I have begun construction of a new room 
I throw a lot of them away. Until I get a pattern down I want to keep them as well fed as possible as often as possible. I was serious about my offer to send you some dried Ernest


----------



## isa (Apr 4, 2000)

Dry Ernest? What do you mean Kyle? I don't understand.


----------



## kimmie (Mar 13, 2001)

Iza,

Une image vaut mille mots...


----------



## isa (Apr 4, 2000)

Merci Kimmie.

Is it dry? It looks alive to me.

Ever thought of a movie Kyle? The invasion of Ernest and Frank or how to get you life taken over by a starter., I can see the trailer. It begun innocently enough with a cup of flour or water... You won't believe what happens next.
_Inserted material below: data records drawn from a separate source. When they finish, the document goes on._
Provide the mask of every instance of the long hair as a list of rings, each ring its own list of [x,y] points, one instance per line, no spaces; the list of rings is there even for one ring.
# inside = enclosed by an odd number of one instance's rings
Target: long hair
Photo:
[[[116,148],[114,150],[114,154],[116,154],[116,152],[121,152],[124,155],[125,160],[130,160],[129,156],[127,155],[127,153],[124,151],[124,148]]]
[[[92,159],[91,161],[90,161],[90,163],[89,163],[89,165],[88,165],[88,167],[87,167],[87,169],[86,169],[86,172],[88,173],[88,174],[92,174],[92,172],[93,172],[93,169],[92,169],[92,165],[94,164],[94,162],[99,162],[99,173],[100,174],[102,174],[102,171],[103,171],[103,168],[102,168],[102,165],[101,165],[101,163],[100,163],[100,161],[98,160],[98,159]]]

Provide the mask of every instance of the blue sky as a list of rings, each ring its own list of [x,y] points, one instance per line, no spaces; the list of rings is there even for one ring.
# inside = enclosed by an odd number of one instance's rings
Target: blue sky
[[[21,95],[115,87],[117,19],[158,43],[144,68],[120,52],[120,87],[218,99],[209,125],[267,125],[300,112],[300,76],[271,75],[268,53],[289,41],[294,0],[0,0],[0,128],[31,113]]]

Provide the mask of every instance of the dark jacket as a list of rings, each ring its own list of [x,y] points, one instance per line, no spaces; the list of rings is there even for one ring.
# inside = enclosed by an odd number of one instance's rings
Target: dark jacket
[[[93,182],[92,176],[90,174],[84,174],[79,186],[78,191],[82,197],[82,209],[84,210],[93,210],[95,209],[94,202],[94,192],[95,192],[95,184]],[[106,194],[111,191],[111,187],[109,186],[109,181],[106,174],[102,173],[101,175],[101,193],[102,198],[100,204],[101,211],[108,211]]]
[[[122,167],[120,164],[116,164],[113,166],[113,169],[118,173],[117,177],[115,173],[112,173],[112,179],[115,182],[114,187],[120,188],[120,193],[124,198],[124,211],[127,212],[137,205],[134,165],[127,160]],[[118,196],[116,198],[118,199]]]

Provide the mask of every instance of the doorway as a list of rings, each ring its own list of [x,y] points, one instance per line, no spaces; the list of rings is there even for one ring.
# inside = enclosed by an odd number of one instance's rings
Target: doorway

It doesn't look "dry" though. How do save dry Ernest? And what do you do to bring him back to life?


----------



## kokopuffs (Aug 4, 2000)

Well, Iza, I hate to burst your bubble, but the film was made way back in the 50's. It was called THE BLOB! 
 

[ July 25, 2001: Message edited by: kokopuffs ]


----------



## kimmie (Mar 13, 2001)

Iza,

Once dried, the starter breaks apart like potato chips. The chips are then placed in a plastic ziplock bag sealed tightly and then put into the refrigerator [see the photo posted previously].

The starter keeps this way for up to six months with no ill effects, though I suspect you can probably go up to a year. To reactivate it, place the starter chips in equal amounts of flour and water and put it in a warm place for 12 hours.

Click here and scroll down to "Preserving your starter" for the whole story.

It's way 

[ July 25, 2001: Message edited by: Kimmie ]


----------



## isa (Apr 4, 2000)

Koko you did burst my bubble.  


Thanks for the info Kimmie.


----------